One way to capitalize on this is by opening a certificate of deposit (CD). CDs can offer higher interest rates than even high-yield savings accounts in exchange for agreeing to keep your money in the account for a set term.

Plus, if you open a CD with an FDIC-insured bank, your money is protected by up to $250,000 per account if the bank fails (if you open a CD with a credit union, it’s similarly protected if the credit union is NCUA-insured).

With rates especially high, now is a great time to open a CD. In this article, we’ll explore how to make the most of this type of account.

Compare current CD rates online now to see how much more you could be earning!

CD rates are high. Here’s how you can benefit now.

The highest CD rates are currently between 4.5% and 5%. Here’s how to maximize your earnings.

Shop around for the best rates

Don’t settle for the first CD you come across. Rates are high across the board, but they can vary significantly from institution to institution. To get the biggest return on your money, take the time to research what’s out there. You can start by comparing CD rates online now.

Bear in mind the highest rates often come with longer terms, so make sure you’re comfortable with the length of the CD you choose. If you have to pull money from your CD before the term ends, you’ll face penalty charges.

Watch out for early withdrawal penalties

Rates are only part of the equation when it comes to finding a CD that will deliver the most benefit for you. Should you need to access funds in your account before the CD’s term expires, you’ll incur early withdrawal penalties, which can eat into your earnings.

While there are some no-penalty CDs out there, you’ll likely face this fee if you want a CD with a high rate. You can minimize your losses by looking for CDs with lower fees. For example, CIT Bank’s six-month CD carries an early withdrawal penalty of only three months’ interest, while Bread Savings’ one-year CD has a penalty of 180 days’ interest (although it offers a higher rate in exchange).

If you think you might need it in the near future, consider investing in a shorter-term CD so your funds are available sooner.

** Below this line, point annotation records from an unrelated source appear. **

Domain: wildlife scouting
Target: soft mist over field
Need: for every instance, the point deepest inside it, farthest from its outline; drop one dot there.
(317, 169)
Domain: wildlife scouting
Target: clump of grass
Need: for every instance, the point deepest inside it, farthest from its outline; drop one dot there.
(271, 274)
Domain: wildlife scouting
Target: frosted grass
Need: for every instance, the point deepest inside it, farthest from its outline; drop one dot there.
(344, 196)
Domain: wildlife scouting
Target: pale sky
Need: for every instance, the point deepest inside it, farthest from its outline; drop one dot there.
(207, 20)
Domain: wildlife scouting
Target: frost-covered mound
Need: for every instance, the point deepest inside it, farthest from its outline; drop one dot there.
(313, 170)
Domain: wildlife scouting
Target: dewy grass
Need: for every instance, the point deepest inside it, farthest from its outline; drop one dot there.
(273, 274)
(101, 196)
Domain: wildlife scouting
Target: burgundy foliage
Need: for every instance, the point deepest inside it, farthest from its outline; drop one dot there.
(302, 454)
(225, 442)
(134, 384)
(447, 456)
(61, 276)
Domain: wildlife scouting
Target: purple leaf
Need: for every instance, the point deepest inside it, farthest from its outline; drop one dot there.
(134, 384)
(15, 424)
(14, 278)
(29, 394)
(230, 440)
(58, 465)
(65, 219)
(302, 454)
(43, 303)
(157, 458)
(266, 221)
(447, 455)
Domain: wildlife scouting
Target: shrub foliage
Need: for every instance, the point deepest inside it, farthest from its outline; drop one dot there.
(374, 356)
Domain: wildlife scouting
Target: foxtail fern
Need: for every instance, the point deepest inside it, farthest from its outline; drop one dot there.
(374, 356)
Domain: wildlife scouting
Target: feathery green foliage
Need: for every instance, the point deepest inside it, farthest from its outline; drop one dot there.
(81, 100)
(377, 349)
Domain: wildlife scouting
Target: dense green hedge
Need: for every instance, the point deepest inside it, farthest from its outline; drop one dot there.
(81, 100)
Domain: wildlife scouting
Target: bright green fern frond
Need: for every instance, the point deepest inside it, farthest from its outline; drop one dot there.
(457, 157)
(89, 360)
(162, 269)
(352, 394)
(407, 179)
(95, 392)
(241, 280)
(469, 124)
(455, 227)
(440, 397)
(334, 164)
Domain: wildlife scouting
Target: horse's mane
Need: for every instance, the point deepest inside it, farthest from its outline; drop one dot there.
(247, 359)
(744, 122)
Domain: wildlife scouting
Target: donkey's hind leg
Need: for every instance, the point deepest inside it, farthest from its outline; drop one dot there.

View current CD rates here to see how much you could be earning on your savings.

Create a CD ladder

Another way to take advantage of high CD rates is to create a CD ladder. CD laddering is a strategy where you invest in several CDs with different maturity dates. For example, you might invest in a one-year CD, a two-year CD and a three-year CD. When the one-year CD matures, you reinvest the money into a new three-year CD. When the two-year CD matures, you reinvest the money into a new three-year CD, and so on.

This strategy helps you take advantage of high rates while still keeping some of your money accessible in case you need it. And, if rates go even higher in the future, you can lock in those higher rates when you open the next rung in your ladder. Again, shop around for rates anytime you open a new CD. The institution that held your original CD may no longer be the best for reinvesting your funds.

The bottom line

CD rates are currently high. You can benefit the most from this by reviewing these top options, considering a CD ladder and being aware of any early withdrawal penalties. By following these tips, you can maximize your earnings and take full advantage of the high CD rates on offer today.